Intercity Distributors, 1958
It was not until 1958 that the state again intervened in company affairs with special legislation. Intercity Distributors were a group of 29 interlocking companies, some of which were in liquidation. Walter Nash’s Labour government, suspecting fraud, passed the Companies Special Investigations Act to stop the destruction of evidence.
Standard Insurance, 1961
In 1961 there was a far more serious business failure – that of the Standard Insurance Company, a blue-chip Dunedin-based general insurer established in 1874. Its crash was the result of losses arising from the mismanagement of its Sydney operation. Fortunately, the Dunedin-based National Insurance Company of New Zealand took over Standard’s policies (other than the finance and performance bonds that had brought the company down), acquired its goodwill, and re-employed its staff.
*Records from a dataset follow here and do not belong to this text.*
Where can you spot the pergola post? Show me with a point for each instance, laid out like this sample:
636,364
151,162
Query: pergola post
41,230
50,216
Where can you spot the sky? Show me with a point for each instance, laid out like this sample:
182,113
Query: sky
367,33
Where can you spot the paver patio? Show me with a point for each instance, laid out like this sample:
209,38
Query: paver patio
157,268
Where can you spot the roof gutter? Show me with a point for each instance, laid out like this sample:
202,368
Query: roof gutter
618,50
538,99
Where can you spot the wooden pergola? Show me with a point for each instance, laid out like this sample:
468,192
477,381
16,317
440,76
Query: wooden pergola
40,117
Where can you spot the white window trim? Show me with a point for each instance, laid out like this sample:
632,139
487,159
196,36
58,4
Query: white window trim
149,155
Standard’s demise weakened confidence in the New Zealand share market – partly because the company’s shareholders had to pay a 10-shilling call on each £1 share to help meet the deficit.
The JBL collapse hurt investors and creditors and damaged the reputation of New Zealand’s small entrepreneurial community. It had all the ingredients of a soap opera – family rivalry, greed, negligence and malfeasance. The only people to emerge looking good were the government and Doug Hazard, the receiver it appointed in place of the one appointed by the major creditor, the ANZ Bank.
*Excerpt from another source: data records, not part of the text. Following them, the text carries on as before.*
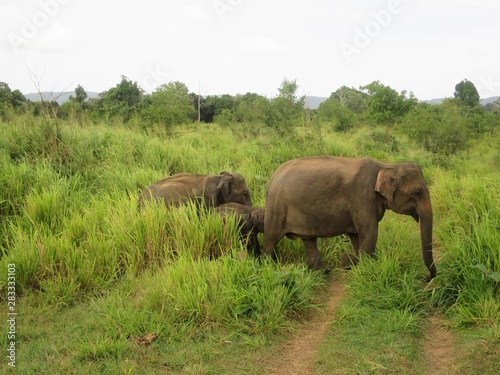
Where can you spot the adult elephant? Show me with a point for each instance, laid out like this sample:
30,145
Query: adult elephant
327,196
205,189
251,221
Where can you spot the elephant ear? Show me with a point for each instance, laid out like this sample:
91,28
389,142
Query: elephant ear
386,184
224,185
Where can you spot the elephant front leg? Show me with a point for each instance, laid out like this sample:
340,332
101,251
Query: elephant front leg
313,259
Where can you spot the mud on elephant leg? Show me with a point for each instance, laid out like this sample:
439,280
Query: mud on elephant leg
349,260
313,258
In 1956, Jeffs Brothers Ltd was set up in Ruawai on the Kaipara Harbour. It was a contracting and manufacturing company owned by Jim, Kevin and Vaughan Jeffs.
By 1965 JBL was based in Auckland, where it put up commercial buildings, tenanted them and then sold the tenanted building. In 1967 it pioneered real estate syndication – forming syndicates for commercial property investment, with less than 25 members so as not to be liable for company tax. Small investors flocked.
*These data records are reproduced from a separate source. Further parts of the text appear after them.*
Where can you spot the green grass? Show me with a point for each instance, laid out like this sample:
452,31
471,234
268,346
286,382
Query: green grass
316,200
At its height JBL had 52 companies, including fishing, cosmetics and mineral exploration, and had offices in Australia and Japan. It was about to move the corporate headquarters to London in 1972 when it collapsed due to a shortage of working capital, poor investments and failed partnerships, problems partly hidden by its lax accounting systems.
Doug Hazard, the receiver appointed by the government in the JBL collapse, spent 25 years unravelling the mess. He restructured several units of the group and sold them off. Almost $19.6 million was paid to secured creditors, who were paid in full, and $2.5 million paid to unsecured creditors, who were paid in part.
About 3,500 investors and 2,500 creditors were affected. Jim Jeffs was sentenced to jail (serving six months) and his brother Vaughan was fined, along with four other executives – though the Court of Appeal quashed all convictions except those of the brothers.
Cornish Lamphouse (1974) and Securitibank (1976)
The failure of JBL was seen as an aberration. But it was followed by a decade of corporate failures including Cornish Lamphouse in 1974 and the finance company Securitibank in 1976. The Public Service Investment Society nearly collapsed in 1979.
Securitibank was not a listed company and many investors lost all their money. Its collapse led the National government to pass the Securities Act 1978 to ensure that people who invested had a registered prospectus with full and proper disclosure. It led to further securities legislation, including the policing of insider trading (where friends or associates of a company profit from inside information).
1987 stockmarket crash
The international stockmarket crash of 1987 affected New Zealand more severely than other western countries. Between 1988 and 1991 many New Zealand-listed companies fell over, wiping away shareholders’ funds. Bankruptcies, which had risen gradually from under 100 annually in the immediate post-war years to about 800 in the early 1980s, increased to almost 2,000 in 1989. That year there were almost 3,000 company insolvencies – almost a quarter of new company registrations.
In 1990 the National government spent $620 million recapitalising the Bank of New Zealand. This appeared to favour the minority shareholder, Fay, Richwhite & Company, and hardened public attitudes towards the behaviour of big business.
Three years later Allan Hawkins, the founder of the investment company Equiticorp, was jailed for fraud along with other directors after the company’s collapse.
The founder of Bridgecorp Finance, which collapsed in 2007, was Rod Petricevic. He had worked for Securitibank, which crashed in 1976, and was a casualty of the failed investment bank, Euro-National Corporation, which was taken over in 1992. Petricevic was declared bankrupt in 2008.
Rising interest rates and weakening used-car and property markets impacted heavily on the finance company sector from 2006. In May that year, car financier National Finance 2000 failed.
It was followed by a string of other finance company failures, including property financier Bridgecorp Finance (New Zealand), part of the large Bridgecorp financial services group. It collapsed in 2007, owing 18,000 investors half a billion dollars.
In 2012 Treasury paid depositors and stockholders in South Canterbury Finance $1.6 billion, acquiring assets that were later sold for a fraction of this sum. This action was triggered by the inclusion of SCF investors in the deposit guarantee scheme introduced by the National government following the global financial crisis.